The truth that this psalm proclaims is that when we look to God, we find the desire and satisfaction of our hearts. When we look around us at all of the other things, we are discontented. We feel like we will never have enough and we feel empty, when we should be feeling full.

A Passion for Giving
In 2005, when Thomas Cannon died of colon cancer in a hospital in Richmond, Virginia, he was 79. Thomas described himself a "poor man's philanthropist."
When Thomas was 3-years-old, his father died. Once Thomas' mother remarried, the family of six lived in a three-room wooden shack without running water or electricity.
As an adult, Thomas went to work with the postal service. He never made more than $25,000 a year. Upon retirement, he and his wife lived in poverty. Yet over the course of 33 years, Thomas gave away more than $156,000. His gifts were mainly in the form of $1,000 checks given to people he read about in the newspaper who were going through hard times or who especially exemplified courage or kindness. A youth worker in a low-income apartment complex, a volunteer faithfully serving at an elementary school, a Vietnamese couple wanting to return home to visit, and a teenager abandoned as an infant were some of the recipients of Thomas' benevolence.

Thomas' motivation came from an incident that happened as a young man while away at a Naval signal school. When an explosion at Chicago's Port took the lives of many of his shipmates, Thomas concluded "he had been spared to help others and be a role model." This led to his passion for giving.

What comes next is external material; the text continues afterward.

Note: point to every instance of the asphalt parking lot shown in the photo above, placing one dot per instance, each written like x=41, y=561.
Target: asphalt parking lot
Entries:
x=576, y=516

Cannon biographer, Sandra Waugaman, comments, "Not many people would consider living in a house in a poor neighborhood without central heat, air conditioning, or a telephone, and working overtime so that they could save money to give away."

His life had been saved and so he decided to give it away. If this was true for him, it is even more so for all of those who trust in Christ. For, he has saved our lives, so that we can give them away, just as he gave his life away for us.

How Much Is Enough?
For the next three weeks we will be talking about stewardship, which is the Biblical idea that all that we have is not our own, it is God’s. We hold all of our possessions in trust for God. The question for us is, “How can we be faithful stewards of God’s treasurers?” Is it by spending it all on ourselves? Is it by giving away a token amount and then spending the rest all on ourselves? Or does God have something else in mind?
We began today by looking at Psalm 73 because in it we are reminded that when we consider just how much money we have, if we always compare ourselves to those who are richer, we will never have enough. And if we don’t have enough, then we feel that we can’t afford to give any of it away. However, if we realize that living the lifestyle of the rich and famous might just make us less happy rather than more happy, we can learn to be more content with what we have.

Moreover, if we compare ourselves with the millions and billions of people in the world who have less than we do, we discover that WE ARE THE RICH ONES, and we CAN afford to give generously to others. The paradox is, that we will be happier.

You will be receiving a pledge card in the mail this week, with the request that you consider making a commitment and giving generously over the course of the next year.
But remember, as the Bible says, God loves a cheerful giver.